The hyaluronidase Hyal-1 is an acid hydrolase that degrades hyaluronic acid (HA), a component of the extracellular matrix. It is often designated as a lysosomal protein. Yet few data are available on its intracellular localization and trafficking. We demonstrate here that in RAW264.7 murine macrophages, Hyal-1 is synthesized as a glycosylated precursor that is only weakly mannose 6-phosphorylated. Nevertheless, this precursor traffics to endosomes, via a mannose 6-phosphate-independent secretion/recapture mechanism that involves the mannose receptor.
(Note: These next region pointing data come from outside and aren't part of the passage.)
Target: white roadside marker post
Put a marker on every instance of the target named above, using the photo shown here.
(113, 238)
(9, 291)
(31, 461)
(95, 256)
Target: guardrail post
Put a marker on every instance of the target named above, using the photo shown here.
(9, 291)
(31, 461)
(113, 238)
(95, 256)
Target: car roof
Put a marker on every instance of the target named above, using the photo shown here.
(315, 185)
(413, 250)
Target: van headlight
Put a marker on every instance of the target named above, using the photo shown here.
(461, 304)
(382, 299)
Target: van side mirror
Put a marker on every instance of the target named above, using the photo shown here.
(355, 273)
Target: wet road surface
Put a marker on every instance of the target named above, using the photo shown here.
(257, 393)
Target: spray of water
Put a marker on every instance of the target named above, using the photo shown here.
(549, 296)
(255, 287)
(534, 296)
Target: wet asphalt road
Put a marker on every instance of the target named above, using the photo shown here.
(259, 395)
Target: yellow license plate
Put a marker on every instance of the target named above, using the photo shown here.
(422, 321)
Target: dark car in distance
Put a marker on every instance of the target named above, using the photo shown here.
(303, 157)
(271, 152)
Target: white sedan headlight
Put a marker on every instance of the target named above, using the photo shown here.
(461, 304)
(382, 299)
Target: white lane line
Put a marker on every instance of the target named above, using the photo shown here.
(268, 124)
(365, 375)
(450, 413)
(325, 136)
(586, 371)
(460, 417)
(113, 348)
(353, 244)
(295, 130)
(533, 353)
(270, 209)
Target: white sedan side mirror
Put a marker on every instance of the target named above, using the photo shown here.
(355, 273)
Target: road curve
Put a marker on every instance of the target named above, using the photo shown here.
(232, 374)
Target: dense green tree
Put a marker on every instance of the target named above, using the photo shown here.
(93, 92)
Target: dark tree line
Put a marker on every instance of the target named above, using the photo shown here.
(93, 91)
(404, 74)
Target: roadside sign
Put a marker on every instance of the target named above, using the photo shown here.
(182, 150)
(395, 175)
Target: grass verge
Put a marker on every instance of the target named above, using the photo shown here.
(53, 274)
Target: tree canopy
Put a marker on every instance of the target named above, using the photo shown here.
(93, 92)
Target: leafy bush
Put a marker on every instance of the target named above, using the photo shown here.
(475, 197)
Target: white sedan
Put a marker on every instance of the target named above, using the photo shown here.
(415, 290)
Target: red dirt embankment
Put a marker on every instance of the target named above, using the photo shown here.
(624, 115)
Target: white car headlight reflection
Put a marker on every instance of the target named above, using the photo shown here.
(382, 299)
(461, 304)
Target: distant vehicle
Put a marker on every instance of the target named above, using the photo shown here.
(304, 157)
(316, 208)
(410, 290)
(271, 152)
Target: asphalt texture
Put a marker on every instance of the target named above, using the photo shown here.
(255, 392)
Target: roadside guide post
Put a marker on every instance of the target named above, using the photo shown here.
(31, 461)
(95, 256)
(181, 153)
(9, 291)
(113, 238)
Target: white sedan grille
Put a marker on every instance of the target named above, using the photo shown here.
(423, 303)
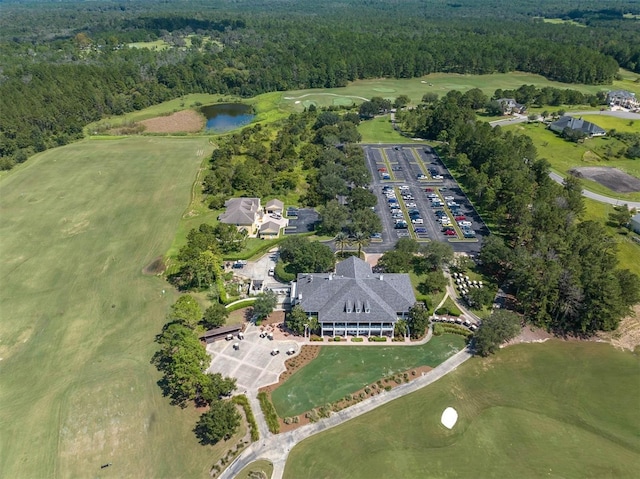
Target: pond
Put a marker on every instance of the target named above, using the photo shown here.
(227, 116)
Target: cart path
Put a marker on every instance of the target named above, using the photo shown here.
(276, 448)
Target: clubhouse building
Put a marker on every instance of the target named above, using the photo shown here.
(354, 301)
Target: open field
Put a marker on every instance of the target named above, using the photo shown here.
(379, 130)
(79, 318)
(338, 371)
(564, 155)
(439, 83)
(628, 250)
(534, 410)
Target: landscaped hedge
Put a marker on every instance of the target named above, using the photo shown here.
(243, 304)
(269, 412)
(243, 401)
(439, 329)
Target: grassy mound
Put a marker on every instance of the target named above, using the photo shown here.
(540, 410)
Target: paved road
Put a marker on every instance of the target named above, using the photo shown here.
(557, 178)
(276, 448)
(601, 198)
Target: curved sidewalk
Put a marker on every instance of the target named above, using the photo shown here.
(276, 448)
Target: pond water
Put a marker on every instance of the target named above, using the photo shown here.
(227, 116)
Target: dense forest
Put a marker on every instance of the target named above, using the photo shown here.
(563, 271)
(66, 64)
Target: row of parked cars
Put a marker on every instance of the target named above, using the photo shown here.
(415, 217)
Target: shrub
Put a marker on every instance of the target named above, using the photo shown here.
(242, 401)
(269, 412)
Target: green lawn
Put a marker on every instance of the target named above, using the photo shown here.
(261, 465)
(340, 370)
(79, 318)
(556, 409)
(564, 155)
(628, 250)
(379, 130)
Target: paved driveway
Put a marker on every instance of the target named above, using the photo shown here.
(252, 364)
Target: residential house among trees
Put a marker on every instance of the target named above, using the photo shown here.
(354, 300)
(509, 106)
(623, 98)
(247, 214)
(578, 125)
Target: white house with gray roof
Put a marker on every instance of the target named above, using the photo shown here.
(354, 301)
(623, 98)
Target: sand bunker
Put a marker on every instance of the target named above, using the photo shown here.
(612, 178)
(186, 121)
(449, 418)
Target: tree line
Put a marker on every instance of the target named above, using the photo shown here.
(562, 270)
(52, 87)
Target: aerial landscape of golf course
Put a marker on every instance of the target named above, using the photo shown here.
(156, 268)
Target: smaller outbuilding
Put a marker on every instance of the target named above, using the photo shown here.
(576, 125)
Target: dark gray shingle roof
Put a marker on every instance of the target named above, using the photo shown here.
(355, 293)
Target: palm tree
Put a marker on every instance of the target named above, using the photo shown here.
(362, 240)
(342, 239)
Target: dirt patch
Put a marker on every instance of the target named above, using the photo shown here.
(627, 336)
(612, 178)
(156, 267)
(186, 121)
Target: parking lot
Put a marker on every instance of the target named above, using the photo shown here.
(250, 360)
(418, 198)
Once in endosomes, it is processed into a lower molecular mass form that is transported to lysosomes, where its activity could be detected using native gel zymography. Indeed, this activity co-distributed with lysosomal hydrolases in the densest fraction of a self-forming PercollTM density gradient. Moreover, it shifted toward the lower density region, in parallel with those hydrolases, when a decrease of lysosomal density was induced by the endocytosis of sucrose. Interestingly, the activity of the processed form of Hyal-1 was largely underestimated when assayed by zymography after SDS-PAGE and subsequent renaturation of the proteins, by contrast to the full-length protein that could efficiently degrade HA in those conditions. These results suggest that noncovalent associations support the lysosomal activity of Hyal-1.